Here’s the video in which David Paterson announced same-sex marriages performed in other states will be recognized in New York. It was presented at the May 17 Empire State Pride Agenda fund-raiser in Rochester (and just posted on YouTube yesterday).
At about the 2:20 mark, Paterson says, “I am directing agency heads that we will recognize marriages conducted outside our state right here in New York State.”
With his characteristic humor, Paterson ends the five-and-a-half minute video by saying, “I am David Paterson and I approve this message. Nobody made me make this message. Nobody cajoled or coerced me into giving these thoughts.”
And here is the text of Paterson’s May 14 memo to agency heads with the same instructions:
From: David Nocenti
Date: May 14, 2008
Re: Martinez decision on same-sex marriages
As you probably are aware, on February 1, 2008, the Fourth Department issued a decision in Martinez v. County of Monroe, 850 N.Y.S.2d 740 (4th Dep’t 2008) that has significant implications for the position of state agencies in regard to same-sex marriages performed in other jurisdictions where they are legally recognized. Defendants’ motion for leave to appeal was denied by the Court of Appeals on Thursday, May 8, 2008, on the grounds that the order appealed from was not final.
In Martinez, the Fourth Department held that legal same-sex marriages performed in other jurisdictions are “entitled to recognition in New York in the absence of express legislation to the contrary.” This decision is consistent with the holdings of several lower courts. See, e.g., Godfrey v. Spano, 15 Misc.3d 809 (Sup. Ct. Westchester Cty. 2007), appeal pending (2d Dep’t); Godfrey v. Hevesi, 2007 N.Y. Misc. LEXIS 6589 (Sup. Ct. Albany Cty. Sept. 5, 2007). The Martinez court also found that the failure to recognize such marriages may violate the New York Human Rights Law.
In light of these decisions, agencies that do not afford comity or full faith and credit to same-sex marriages that are legally performed in other jurisdictions could be subject to liability. In addition, extension of such recognition is consistent with State policy. In April 2007, the Department of Civil Service extended recognition to same-sex spouses in legal marriages from other jurisdictions for purposes of spousal benefits under the New York Health Insurance Program.
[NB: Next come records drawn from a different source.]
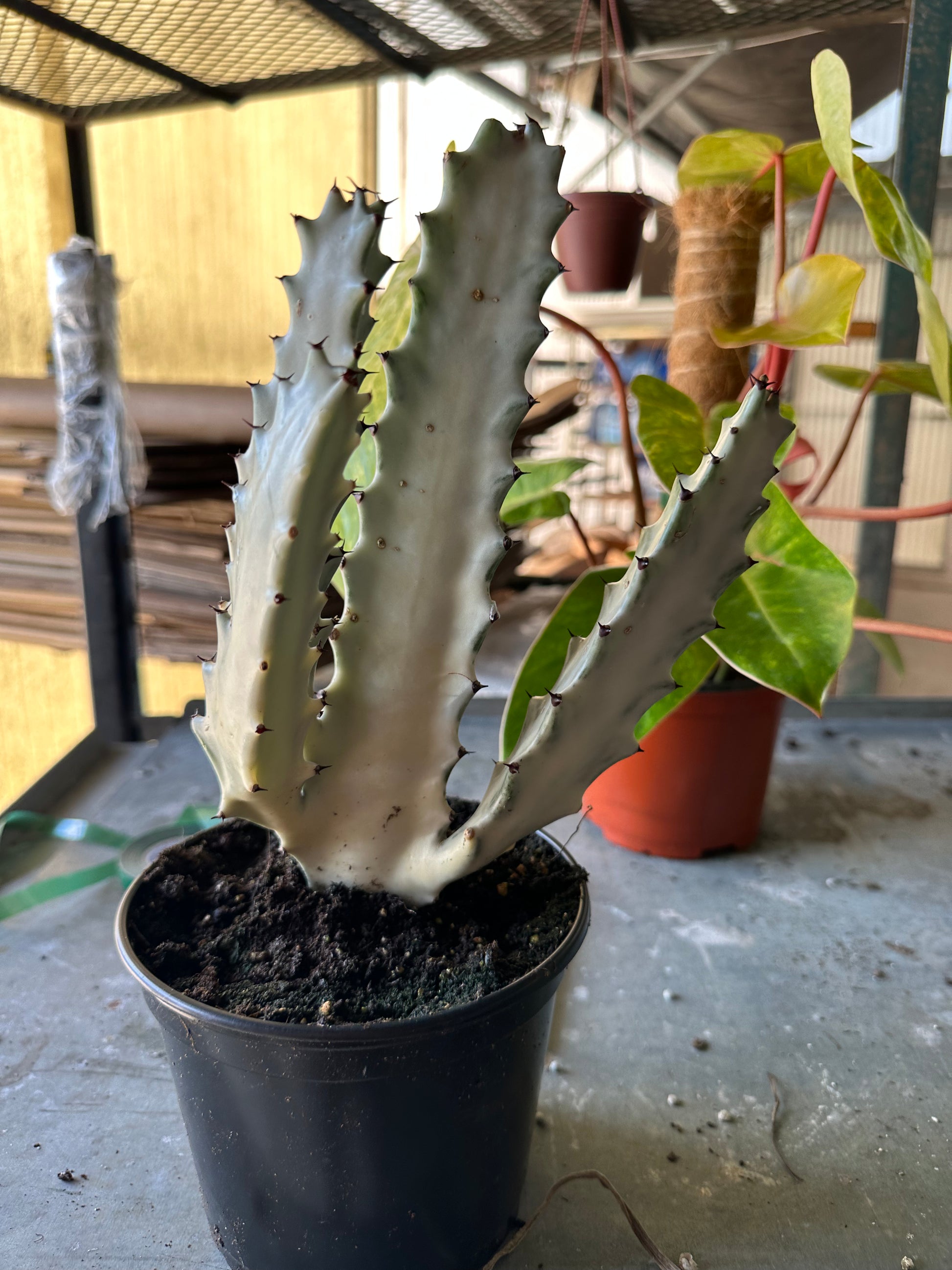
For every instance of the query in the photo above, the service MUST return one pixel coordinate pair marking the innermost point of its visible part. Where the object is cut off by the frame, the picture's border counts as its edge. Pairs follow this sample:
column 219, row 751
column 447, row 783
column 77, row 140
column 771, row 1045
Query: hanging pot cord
column 22, row 831
column 609, row 11
column 641, row 1235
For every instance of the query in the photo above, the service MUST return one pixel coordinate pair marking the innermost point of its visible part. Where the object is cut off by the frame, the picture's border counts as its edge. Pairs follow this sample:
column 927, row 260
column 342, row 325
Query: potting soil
column 229, row 920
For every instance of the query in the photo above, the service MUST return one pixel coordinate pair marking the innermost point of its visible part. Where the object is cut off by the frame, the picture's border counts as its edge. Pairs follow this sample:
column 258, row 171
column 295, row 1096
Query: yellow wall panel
column 36, row 218
column 195, row 205
column 45, row 709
Moreover, the Third Department recently dismissed an appeal from a decision that had upheld the prior policy of non-recognition as moot, citing Martinez in vacating the lower court decision. Funderburke v. N.Y. State Dep’t of Civil Service, 854 N.Y.S.2d 466 (2d Dep’t 2008).
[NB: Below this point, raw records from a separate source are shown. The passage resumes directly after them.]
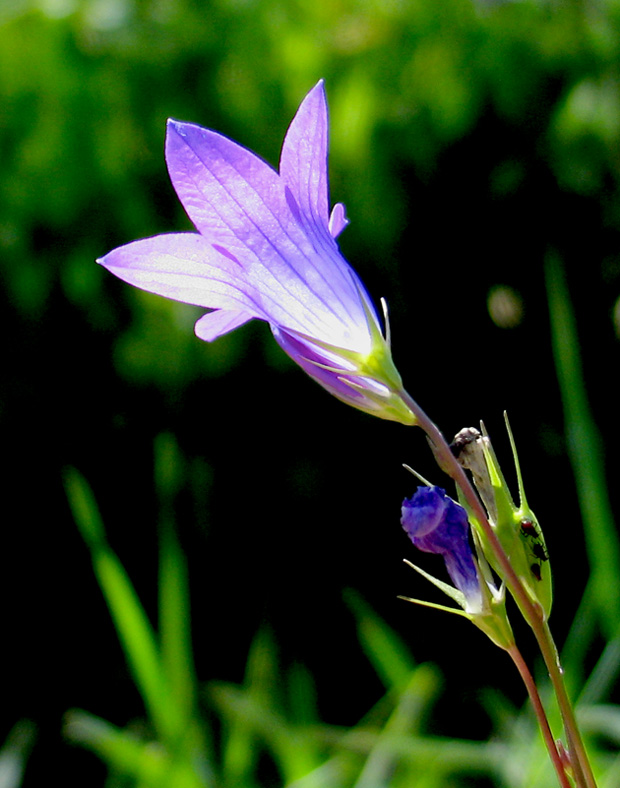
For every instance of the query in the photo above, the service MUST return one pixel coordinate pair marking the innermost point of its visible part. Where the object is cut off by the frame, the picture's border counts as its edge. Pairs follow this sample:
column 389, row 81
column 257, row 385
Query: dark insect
column 540, row 552
column 529, row 529
column 463, row 439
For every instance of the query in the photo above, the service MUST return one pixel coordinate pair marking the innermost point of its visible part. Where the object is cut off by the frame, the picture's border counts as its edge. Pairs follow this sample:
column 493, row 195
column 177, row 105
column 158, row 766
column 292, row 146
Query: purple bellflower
column 437, row 524
column 265, row 248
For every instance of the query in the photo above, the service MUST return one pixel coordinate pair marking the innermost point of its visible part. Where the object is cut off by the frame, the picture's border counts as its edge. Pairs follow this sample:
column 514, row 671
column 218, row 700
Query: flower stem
column 531, row 610
column 541, row 716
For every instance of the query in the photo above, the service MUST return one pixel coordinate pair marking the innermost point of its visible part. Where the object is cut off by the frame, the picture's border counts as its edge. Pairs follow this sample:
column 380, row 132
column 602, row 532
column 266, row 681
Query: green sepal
column 492, row 619
column 525, row 549
column 376, row 367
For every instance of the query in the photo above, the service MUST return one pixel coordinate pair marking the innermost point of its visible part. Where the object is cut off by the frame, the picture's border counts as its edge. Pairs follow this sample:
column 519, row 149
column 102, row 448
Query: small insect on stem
column 528, row 528
column 540, row 552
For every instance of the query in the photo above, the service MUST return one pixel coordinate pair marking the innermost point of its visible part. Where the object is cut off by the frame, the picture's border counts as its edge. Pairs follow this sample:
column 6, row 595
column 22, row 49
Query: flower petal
column 337, row 220
column 303, row 162
column 185, row 267
column 437, row 524
column 219, row 322
column 242, row 206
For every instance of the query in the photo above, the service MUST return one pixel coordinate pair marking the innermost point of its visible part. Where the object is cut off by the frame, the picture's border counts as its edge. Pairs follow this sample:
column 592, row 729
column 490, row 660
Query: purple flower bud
column 437, row 524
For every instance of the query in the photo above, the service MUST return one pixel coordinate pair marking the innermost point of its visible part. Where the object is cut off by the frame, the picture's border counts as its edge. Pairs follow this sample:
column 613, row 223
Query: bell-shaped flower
column 437, row 524
column 266, row 248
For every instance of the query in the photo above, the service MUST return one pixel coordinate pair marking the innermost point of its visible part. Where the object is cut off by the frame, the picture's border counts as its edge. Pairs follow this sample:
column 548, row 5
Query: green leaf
column 388, row 654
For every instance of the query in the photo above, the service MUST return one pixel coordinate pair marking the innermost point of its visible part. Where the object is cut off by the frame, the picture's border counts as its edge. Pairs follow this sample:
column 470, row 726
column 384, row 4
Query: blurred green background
column 469, row 140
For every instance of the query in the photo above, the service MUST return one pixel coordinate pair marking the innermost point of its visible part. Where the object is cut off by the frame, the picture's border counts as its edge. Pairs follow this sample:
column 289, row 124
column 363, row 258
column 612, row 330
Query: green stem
column 531, row 611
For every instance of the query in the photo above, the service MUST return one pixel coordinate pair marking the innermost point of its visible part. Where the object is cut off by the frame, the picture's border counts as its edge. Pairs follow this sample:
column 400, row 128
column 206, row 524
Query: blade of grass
column 389, row 656
column 586, row 453
column 174, row 603
column 130, row 620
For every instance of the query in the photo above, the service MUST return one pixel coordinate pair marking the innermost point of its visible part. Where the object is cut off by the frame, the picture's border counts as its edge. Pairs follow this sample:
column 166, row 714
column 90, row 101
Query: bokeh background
column 469, row 141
As a result of the above, it is now timely to conduct a review of your agency’s policy statements and regulations, and those statutes whose construction is vested in your agency, to ensure that terms such as “spouse,” “husband” and “wife” are construed in a manner that encompasses legal same-sex marriages, unless some other provision of law would bar your ability to do so. A compendium of New York State statutes and regulations that use these terms, prepared by the Association of the Bar of the City of New York and the Empire State Pride Agenda Foundation, may be helpful in performing this review. A copy of this report is available at http://www.nycbar.org/pdf/report/marriage_v7d21.pdf.
In many instances, comity can be extended to legal same-sex marriages through an internal memorandum or policy statement directing staff on the construction of relevant terms in statute or regulation. In other cases, regulatory changes may be necessary.
Currently, same-sex marriages are legal in Canada, South Africa, Spain, Belgium, the Netherlands and Massachusetts. Some decisional law in Massachusetts has called into question whether individuals domiciled in states where same-sex marriage is not legally recognized may marry in Massachusetts. Nonetheless, when a Massachusetts official vested with legal authority, such as a clerk, has recognized such marriage, it should be afforded the same recognition as any other legally performed union.
Please follow up with me, in writing, by June 30, 2008, to indicate what actions you have taken in response to this memo, and any potential legal problems that have come to your attention.